Thirdly, performing text semantic segmentation in parallel while performing video segmentation, and completing the task by adopting a Transformer, wherein the Transformer consists of self-attention and Feed Forward Neural Network, and in an encoder of the Transformer, data first passes through a module called self-attention ' to obtain a weighted feature vector Z which is expressed as a ' self-attention ' module

After obtaining Z, it is sent to the next module of the encoder, i.e. a Feed Forward Neural Network, which is fully connected with two layers, the activation function of the first layer is ReLU and the second layer is a linear activation function, which can be expressed as ffn (Z) ═ max (0, ZW) ₁ +b ₁ )W ₂ +b ₂ Two attentions are used to compute the weights of input and output, respectively: self-orientation: the relationship between the current translation and the translated context; Encoder-Decnoder Attention: the relationship between the current translated and encoded feature vectors. The structure is very suitable for a task of semantic understanding, a text required by a user is input into a transform, semantic labels which are logically arranged according to text semantics are output through the text understanding, and the semantic labels are mostly presented in a primitive form.

Finally, it should be noted that: the above embodiments are only for illustrating the technical solutions of the present invention and not for limiting the same, and although the present invention is described in detail with reference to the preferred embodiments, those of ordinary skill in the art should understand that: modifications and equivalents may be made to the invention without departing from the spirit and scope of the invention.

Claims

1. An automatic editing method based on deep learning, self-attention mechanism and symbolic reasoning is characterized by comprising the following steps:

s3, establishing a primitive library of the video content to be described;

s11, sorting the videos according to the matching result of the step S10;

2. The automatic clipping method based on deep learning, self-attention mechanism and symbolic reasoning according to claim 1, wherein:

outputting a video with a label specifically comprises the steps of firstly collecting a large number of unprocessed video segments, using the collected video segments as input into a multichannel pre-trained RVM network, deleting low-quality segments caused by operation errors or environmental factors, and outputting high-quality segments without defects;

secondly, after obtaining high-quality video clips, enabling the high-quality video clips to enter HAKE as input, enabling the HAKE to understand video content through three stages of work, building a primitive library in the related field, continuously expanding the capacity of the primitive library as required, combining the primitives according to language logic by using a logic inference rule, labeling the video content by using CNN, and outputting the video with labels.

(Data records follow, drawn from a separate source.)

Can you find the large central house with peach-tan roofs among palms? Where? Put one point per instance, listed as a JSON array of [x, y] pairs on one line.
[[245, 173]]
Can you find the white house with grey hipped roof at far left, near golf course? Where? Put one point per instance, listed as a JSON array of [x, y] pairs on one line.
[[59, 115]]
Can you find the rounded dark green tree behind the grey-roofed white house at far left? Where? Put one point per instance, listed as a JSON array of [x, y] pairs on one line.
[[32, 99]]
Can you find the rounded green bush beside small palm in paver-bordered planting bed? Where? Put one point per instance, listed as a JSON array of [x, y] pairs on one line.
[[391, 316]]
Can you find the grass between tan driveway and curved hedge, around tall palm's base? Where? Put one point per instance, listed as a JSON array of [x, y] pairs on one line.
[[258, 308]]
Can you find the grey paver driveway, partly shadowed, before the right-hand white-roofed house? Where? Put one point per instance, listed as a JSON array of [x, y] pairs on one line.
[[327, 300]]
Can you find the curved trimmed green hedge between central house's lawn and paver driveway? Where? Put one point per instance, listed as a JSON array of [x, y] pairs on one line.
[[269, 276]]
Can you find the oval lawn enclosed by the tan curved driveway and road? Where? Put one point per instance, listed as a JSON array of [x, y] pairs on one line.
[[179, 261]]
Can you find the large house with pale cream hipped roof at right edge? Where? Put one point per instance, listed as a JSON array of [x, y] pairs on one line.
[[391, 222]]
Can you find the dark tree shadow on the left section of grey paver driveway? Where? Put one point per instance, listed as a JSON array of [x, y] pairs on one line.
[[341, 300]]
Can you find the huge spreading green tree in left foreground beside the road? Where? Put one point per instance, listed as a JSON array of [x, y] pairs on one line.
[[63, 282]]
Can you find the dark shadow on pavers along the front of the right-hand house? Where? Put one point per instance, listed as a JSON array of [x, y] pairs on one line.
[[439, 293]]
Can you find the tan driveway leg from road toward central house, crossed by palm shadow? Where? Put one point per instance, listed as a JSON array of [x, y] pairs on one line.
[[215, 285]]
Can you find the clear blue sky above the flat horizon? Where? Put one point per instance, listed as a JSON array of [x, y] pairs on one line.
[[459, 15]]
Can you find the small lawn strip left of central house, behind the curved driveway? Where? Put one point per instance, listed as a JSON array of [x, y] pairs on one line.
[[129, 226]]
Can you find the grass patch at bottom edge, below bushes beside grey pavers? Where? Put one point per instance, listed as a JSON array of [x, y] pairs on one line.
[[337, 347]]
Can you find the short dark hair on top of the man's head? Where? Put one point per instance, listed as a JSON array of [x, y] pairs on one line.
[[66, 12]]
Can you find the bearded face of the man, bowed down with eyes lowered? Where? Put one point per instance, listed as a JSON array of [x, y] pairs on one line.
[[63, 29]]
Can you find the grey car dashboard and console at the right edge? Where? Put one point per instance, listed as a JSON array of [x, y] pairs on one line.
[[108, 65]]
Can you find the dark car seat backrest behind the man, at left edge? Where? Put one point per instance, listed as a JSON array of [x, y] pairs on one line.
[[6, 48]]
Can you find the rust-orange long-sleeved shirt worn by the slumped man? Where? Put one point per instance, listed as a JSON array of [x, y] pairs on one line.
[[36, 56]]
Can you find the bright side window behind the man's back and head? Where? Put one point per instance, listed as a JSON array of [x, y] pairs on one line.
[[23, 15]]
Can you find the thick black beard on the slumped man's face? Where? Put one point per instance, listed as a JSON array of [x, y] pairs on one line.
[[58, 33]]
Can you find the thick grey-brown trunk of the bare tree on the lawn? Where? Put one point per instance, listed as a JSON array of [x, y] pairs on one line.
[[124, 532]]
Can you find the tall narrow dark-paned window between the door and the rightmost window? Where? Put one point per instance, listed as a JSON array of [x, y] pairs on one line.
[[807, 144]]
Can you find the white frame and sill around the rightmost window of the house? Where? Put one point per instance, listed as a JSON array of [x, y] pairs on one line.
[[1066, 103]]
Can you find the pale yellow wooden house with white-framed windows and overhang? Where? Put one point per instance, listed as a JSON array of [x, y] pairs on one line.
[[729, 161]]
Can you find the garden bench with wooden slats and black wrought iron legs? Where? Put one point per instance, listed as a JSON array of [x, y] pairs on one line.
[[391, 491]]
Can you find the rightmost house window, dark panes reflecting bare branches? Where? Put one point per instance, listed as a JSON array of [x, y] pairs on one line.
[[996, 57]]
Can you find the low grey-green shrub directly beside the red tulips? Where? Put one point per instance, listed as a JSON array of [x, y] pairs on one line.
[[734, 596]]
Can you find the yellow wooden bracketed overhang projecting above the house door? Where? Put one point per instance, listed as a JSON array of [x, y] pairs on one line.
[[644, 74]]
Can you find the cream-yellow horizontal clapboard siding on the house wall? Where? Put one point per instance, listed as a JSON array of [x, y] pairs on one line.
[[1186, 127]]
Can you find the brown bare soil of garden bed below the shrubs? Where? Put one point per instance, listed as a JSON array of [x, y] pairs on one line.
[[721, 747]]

3. The automatic editing method based on deep learning, self-attention mechanism and symbolic reasoning according to claim 1, wherein the building work of the primitive library is divided into three steps:

After obtaining Z, it is sent to the next module of the encoder, i.e. a Feed Forward Neural Network, which is fully connected with two layers, the activation function of the first layer is ReLU and the second layer is a linear activation function, which can be expressed as ffn (Z) ═ max (0, ZW) ₁ +b ₁ )W ₂ +b ₂ The two attentions are respectively used for calculating input and output weights, inputting a required text of a user into a transformer, outputting semantic labels which are logically arranged according to the text semantics through understanding the text, and displaying the semantic labels in a primitive form;

and finally, comparing the video tags with the text tags by adopting a common comparison algorithm, matching within a certain fault tolerance range, sequencing the video contents according to the sequence of the text tags, and finally obtaining high-quality video fragments which are arranged according to the text semantic sequence, namely the video fragments can be used as fragments.